В книге рассказывается история главного героя, который сталкивается с различными проблемами и препятствиями на протяжении всего своего путешествия. По пути он встречает множество второстепенных персонажей, которые играют важные роли в истории. Благодаря опыту главного героя книга исследует такие темы, как любовь, потеря, надежда и стойкость. По мере того, как главный герой преодолевает свои трудности, он усваивает ценные уроки жизни и растет как личность.
«Футурист Мафарка. Африканский роман» – полновесная «пощечина общественному вкусу», отвешенная Т. Ф. Маринетти в 1909 году, вскоре после «Манифеста футуристов». Переведенная на русский язык Вадимом Шершеневичем и выпущенная им в маленьком московском издательстве в 1916 году, эта книга не переиздавалась в России ровно сто лет, став библиографическим раритетом. Нынешнее издание полностью воспроизводит русский текст Шершеневича и восполняет купюры, сделанные им из цензурных соображений. Предисловие Е. Бобринской.
Книга популярного венгерского прозаика и публициста познакомит читателя с новой повестью «Глемба» и избранными рассказами. Герой повести — народный умелец, мастер на все руки Глемба, обладающий не только творческим даром, но и высокими моральными качествами, которые проявляются в его отношении к труду, к людям. Основные темы в творчестве писателя — формирование личности в социалистическом обществе, борьба с предрассудками, пережитками, потребительским отношением к жизни.
В книгу входят роман «Сын Америки», повести «Черный» и «Человек, которой жил под землей», рассказы «Утренняя звезда» и «Добрый черный великан».
Латиноамериканская проза – ярчайший камень в ожерелье художественной литературы XX века. Имена Маркеса, Кортасара, Борхеса и других авторов возвышаются над материком прозы. Рядом с ними высится могучий пик – Жоржи Амаду. Имя этого бразильского писателя – своего рода символ литературы Латинской Америки. Магическая, завораживающая проза Амаду давно и хорошо знакома в нашей стране. Но роман «Тереза Батиста, Сладкий Мёд и Отвага» впервые печатается в полном объеме.

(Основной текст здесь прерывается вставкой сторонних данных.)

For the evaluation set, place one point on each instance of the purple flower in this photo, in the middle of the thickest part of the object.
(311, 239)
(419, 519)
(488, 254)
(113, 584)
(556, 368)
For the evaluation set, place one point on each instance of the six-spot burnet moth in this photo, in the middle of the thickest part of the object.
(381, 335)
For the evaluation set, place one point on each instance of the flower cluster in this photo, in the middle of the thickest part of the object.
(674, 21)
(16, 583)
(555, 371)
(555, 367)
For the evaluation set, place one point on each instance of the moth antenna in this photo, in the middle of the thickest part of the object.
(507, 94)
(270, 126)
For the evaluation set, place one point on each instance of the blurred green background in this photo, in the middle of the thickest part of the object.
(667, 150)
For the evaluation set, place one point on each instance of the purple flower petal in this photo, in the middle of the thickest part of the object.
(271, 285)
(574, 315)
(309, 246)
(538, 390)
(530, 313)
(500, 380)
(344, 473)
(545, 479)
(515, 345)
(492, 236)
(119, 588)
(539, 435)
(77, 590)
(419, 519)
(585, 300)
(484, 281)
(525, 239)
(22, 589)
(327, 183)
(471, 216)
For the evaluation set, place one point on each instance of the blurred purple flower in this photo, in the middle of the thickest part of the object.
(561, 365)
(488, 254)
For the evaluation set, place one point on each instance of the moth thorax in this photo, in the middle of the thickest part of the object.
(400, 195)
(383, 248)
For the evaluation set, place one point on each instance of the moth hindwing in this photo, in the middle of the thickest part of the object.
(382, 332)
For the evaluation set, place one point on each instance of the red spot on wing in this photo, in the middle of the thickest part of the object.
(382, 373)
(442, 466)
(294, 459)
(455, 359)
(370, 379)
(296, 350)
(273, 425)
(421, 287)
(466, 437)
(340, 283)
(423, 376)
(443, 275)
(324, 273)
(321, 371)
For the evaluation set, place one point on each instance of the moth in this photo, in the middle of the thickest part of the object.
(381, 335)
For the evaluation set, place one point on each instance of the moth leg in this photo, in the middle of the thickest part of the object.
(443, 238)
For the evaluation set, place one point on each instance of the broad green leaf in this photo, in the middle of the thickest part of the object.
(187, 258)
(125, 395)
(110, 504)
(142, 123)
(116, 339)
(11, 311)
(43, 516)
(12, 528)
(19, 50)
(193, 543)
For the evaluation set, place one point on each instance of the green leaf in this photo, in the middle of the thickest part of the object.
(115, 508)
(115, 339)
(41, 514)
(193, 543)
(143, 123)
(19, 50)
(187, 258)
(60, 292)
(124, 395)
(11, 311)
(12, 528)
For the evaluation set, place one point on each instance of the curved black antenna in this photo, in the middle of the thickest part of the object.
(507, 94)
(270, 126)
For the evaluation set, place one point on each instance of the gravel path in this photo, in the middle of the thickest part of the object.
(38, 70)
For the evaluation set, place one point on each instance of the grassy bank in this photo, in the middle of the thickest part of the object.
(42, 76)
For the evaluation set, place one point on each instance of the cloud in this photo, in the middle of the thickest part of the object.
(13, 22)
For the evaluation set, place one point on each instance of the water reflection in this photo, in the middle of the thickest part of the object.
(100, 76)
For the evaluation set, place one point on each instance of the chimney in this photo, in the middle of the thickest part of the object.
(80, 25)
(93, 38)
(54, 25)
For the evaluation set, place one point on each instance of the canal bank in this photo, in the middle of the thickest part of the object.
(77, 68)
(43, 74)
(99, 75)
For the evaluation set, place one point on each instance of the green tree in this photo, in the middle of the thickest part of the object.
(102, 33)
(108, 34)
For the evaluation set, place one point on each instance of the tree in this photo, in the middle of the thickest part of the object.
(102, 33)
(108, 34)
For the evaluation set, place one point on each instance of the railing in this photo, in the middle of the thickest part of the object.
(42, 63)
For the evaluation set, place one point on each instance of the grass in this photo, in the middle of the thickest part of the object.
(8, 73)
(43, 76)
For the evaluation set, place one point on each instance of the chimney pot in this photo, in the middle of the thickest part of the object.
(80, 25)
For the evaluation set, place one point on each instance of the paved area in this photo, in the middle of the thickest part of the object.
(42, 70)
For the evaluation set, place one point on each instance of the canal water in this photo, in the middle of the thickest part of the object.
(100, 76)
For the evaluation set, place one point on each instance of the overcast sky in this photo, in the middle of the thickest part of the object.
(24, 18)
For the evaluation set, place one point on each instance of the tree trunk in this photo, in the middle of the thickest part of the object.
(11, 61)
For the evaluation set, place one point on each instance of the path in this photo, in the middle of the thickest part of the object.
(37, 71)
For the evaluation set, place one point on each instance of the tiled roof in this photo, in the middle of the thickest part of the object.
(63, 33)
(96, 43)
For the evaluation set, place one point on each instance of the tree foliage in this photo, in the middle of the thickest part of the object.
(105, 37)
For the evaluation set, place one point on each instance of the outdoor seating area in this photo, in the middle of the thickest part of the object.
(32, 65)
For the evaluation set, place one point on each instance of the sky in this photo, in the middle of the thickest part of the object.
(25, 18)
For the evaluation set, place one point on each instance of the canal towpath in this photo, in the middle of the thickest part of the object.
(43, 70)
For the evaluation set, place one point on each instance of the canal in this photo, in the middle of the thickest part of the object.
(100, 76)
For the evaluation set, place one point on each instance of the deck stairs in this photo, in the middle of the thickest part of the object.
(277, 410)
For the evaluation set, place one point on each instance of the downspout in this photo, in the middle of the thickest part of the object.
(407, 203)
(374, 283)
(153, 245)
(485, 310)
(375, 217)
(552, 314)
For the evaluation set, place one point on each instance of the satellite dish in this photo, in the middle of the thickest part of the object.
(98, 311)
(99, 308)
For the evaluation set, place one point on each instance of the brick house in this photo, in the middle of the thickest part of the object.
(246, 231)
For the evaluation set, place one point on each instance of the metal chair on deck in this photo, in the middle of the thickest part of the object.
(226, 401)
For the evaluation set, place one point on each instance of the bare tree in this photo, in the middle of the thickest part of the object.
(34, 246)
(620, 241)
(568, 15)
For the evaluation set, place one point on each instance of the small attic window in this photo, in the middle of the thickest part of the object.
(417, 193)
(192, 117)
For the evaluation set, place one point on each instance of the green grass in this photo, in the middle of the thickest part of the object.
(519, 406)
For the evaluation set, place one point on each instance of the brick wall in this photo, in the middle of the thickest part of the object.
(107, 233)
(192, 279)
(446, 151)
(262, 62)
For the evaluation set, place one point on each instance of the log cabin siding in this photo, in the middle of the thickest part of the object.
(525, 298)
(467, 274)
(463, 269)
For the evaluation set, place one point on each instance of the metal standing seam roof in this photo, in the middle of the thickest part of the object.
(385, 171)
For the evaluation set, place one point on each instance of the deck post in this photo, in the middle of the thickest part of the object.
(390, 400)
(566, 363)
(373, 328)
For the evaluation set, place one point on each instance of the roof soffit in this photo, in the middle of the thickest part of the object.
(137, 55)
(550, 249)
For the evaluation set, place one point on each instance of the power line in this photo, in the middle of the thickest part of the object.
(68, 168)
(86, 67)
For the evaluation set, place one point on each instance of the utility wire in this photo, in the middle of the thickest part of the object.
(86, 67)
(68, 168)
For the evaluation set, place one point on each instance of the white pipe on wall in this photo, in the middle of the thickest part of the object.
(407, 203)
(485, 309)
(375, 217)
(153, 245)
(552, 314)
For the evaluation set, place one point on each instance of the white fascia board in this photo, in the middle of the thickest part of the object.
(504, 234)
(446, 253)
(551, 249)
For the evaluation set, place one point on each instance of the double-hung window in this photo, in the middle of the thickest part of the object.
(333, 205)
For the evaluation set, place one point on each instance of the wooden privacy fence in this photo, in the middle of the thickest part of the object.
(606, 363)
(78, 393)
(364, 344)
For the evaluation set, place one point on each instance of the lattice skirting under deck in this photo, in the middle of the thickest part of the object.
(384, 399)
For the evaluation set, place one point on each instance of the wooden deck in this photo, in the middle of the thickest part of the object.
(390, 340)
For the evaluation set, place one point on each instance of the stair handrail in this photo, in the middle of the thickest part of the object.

«Подполье свободы» – первый роман так и не оконченой трилогии под общим заглавием «Каменная стена», в которой автор намеревался дать картину борьбы бразильского народа за мир и свободу за время начиная с государственного переворота 1937 года и до наших дней. Роман охватывает период с ноября 1937 года по ноябрь 1940 года.
В книге рассказывается история главного героя, который сталкивается с различными проблемами и препятствиями на протяжении всего своего путешествия. По пути он встречает множество второстепенных персонажей, которые играют важные роли в истории. Благодаря опыту главного героя книга исследует такие темы, как любовь, потеря, надежда и стойкость. По мере того, как главный герой преодолевает свои трудности, он усваивает ценные уроки жизни и растет как личность.